Have you ever wondered what you would have done to earn your living had your lifespan run its course in an earlier time period?
From a macro view, would your profession have been the same work you do now?
Remember, macro view.
If you currently design complex computer micro circuitry, perhaps in 900 B.C. you could have developed the best pathways (macro view) leading to and from your village or town? Who knows?
I have wondered about time period lifespan. Or I should say, I gave this type of “What if?” a great many hours of thought during the first weeks of February.
On Feb. 17, at 10:40 p.m., my father-in-law took his final breath. He was a retired public school mathematics teacher who, along with his wife — herself a retired nurse practitioner — retired again after they served as foreign missionaries the better part of 20 years.
Mom died in 2011.
Dad, 81, left this life surrounded by family members who were literally piled on his hospital bed as he silently departed. This visually stunning epilogue of his life-book indicated the family who now lives on, regard dad’s preceding decades as years that most certainly embody a life well lived.
For 20 days prior to that Tuesday night, my family — most notably and admirably my sister-in-law, along with my wife — spent hours and hours in his hospital room. Their elbows and arms and hands freely breached the plastic rails that lined his bedside. Their touch comforted a man, who though strong in spirit and mind, was — as are we all — housed in a body that one day, will absolutely fail.
Prior to his death, during stretches of relative quiet in dad’s room, I began to wonder whether I would have given a rip about hydroelectric generation facilities if I had lived in an earlier time period.
I mean come on, before I became associate editor of Hydro Review and HRW-Hydro Review Worldwide in October 2014, I was a managing editor for several publications. But, none of the publications had anything to do with hydro and HydroWorld.com definitely was not on my professional radar screen.
As I continued to ponder life in different time periods, I realized what I had done in a couple of instances while at the hospital.
In one instance, I spoke with the nurse who took care of dad while he was in the intensive care unit, and I learned her husband was a geologist. We — the nurse and I — proceeded to have a discussion about dam aprons.
A few days later after dad was transferred to another floor, a different nurse who tended to dad’s care told me her husband is a structural engineer. During the week of Feb. 1 he had returned from Zambia, a country on the African continent. We — she and I — proceeded to discuss the monetary inequity that power producers and dam owners have, versus working class Zambians’ ability to purchase power.
It was then I realized my id — the id being what many think is the only component of personality that is present from birth.

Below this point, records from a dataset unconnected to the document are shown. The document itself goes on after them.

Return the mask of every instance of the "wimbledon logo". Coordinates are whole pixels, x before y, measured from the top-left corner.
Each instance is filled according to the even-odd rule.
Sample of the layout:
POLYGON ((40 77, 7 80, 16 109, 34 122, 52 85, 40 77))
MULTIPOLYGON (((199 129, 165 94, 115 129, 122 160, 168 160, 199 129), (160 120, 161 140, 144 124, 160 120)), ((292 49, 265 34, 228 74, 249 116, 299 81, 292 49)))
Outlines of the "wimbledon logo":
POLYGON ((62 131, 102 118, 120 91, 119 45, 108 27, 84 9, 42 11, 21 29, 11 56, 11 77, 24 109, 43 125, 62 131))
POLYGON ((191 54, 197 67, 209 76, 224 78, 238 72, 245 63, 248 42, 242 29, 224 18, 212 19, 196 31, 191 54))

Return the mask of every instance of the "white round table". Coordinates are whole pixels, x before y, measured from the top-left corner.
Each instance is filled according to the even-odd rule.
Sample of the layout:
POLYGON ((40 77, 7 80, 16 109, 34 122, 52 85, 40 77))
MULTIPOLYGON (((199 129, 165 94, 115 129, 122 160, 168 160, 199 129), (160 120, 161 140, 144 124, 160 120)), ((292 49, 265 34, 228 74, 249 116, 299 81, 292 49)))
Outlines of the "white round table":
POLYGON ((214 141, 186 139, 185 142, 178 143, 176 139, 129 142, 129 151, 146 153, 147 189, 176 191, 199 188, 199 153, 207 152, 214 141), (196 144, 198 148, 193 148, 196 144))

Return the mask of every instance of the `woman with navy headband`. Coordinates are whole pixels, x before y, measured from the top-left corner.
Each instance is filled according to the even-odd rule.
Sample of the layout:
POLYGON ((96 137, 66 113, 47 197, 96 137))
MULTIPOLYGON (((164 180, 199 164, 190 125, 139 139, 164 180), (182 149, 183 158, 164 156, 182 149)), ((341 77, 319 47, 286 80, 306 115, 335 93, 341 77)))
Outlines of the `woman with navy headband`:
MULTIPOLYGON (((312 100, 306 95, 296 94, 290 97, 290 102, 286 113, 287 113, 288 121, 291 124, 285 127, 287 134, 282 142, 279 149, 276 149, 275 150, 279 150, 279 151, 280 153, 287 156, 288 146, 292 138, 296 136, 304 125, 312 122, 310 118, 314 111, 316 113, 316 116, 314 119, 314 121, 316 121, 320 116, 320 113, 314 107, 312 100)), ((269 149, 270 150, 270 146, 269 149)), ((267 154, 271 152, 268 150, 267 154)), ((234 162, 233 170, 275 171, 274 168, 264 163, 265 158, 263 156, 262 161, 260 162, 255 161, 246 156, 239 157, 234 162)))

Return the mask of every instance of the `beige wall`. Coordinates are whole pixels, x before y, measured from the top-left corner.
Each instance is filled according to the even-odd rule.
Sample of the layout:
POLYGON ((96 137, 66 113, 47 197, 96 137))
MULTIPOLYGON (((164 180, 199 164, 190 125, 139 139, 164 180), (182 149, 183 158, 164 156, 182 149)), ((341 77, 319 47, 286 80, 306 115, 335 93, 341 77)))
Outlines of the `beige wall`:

Inevitably, my thoughts returned to dad.
I began to wonder: Would he have been a minister, specifically a teacher of the Word, in another time period? Or, would his life have been devoted to teaching others (the macro) absent theology or mathematics?
Was his id teaching?
I do not know. And for that matter, no one knows absolute answers to conjecture.

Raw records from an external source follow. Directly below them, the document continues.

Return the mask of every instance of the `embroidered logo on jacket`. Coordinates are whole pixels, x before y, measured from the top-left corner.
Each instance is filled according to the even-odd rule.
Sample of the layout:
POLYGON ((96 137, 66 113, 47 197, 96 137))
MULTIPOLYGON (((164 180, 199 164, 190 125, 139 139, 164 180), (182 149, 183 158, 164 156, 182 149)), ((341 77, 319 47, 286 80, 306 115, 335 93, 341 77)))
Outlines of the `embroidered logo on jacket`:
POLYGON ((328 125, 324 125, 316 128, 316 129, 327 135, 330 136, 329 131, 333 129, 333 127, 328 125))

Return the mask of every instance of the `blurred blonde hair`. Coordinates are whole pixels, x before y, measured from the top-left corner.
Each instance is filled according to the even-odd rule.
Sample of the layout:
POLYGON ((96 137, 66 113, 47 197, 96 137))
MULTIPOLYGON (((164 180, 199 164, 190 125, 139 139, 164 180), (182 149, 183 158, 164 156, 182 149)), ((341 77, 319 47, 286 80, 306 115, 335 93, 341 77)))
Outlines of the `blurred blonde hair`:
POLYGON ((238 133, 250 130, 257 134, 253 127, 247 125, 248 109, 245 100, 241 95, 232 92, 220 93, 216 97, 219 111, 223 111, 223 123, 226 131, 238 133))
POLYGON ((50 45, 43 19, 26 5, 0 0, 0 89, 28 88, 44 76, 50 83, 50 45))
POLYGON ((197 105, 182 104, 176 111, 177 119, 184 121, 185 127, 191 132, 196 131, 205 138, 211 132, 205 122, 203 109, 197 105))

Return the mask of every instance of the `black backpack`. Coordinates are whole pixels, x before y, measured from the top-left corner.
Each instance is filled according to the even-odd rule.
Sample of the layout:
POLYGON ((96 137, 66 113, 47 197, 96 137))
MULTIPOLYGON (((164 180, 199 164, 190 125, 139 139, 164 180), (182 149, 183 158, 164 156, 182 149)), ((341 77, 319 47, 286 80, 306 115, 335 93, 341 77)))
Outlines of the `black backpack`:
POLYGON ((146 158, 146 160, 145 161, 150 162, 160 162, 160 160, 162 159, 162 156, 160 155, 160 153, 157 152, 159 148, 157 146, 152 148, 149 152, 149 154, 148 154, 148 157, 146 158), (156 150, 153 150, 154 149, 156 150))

I do know, however, that I have been seeking information and telling it, since the time I was able to speak in complete sentences.
For my father-in-law, whom I have known for 31 years, his actions indicate he viewed life as an opportunity to learn and then teach. Learn, and then teach. Learn…teach.
Yes, he had math and ministry acumen, but his essence was that of a teacher. And then, at the core of his essence, dad loved people.
The question I ask: Did dad lovingly teach people because his 20th century training afforded him modern academic knowledge?
In answering the question, I say, “No.”
I choose to think: We are whom we are, no matter when we are.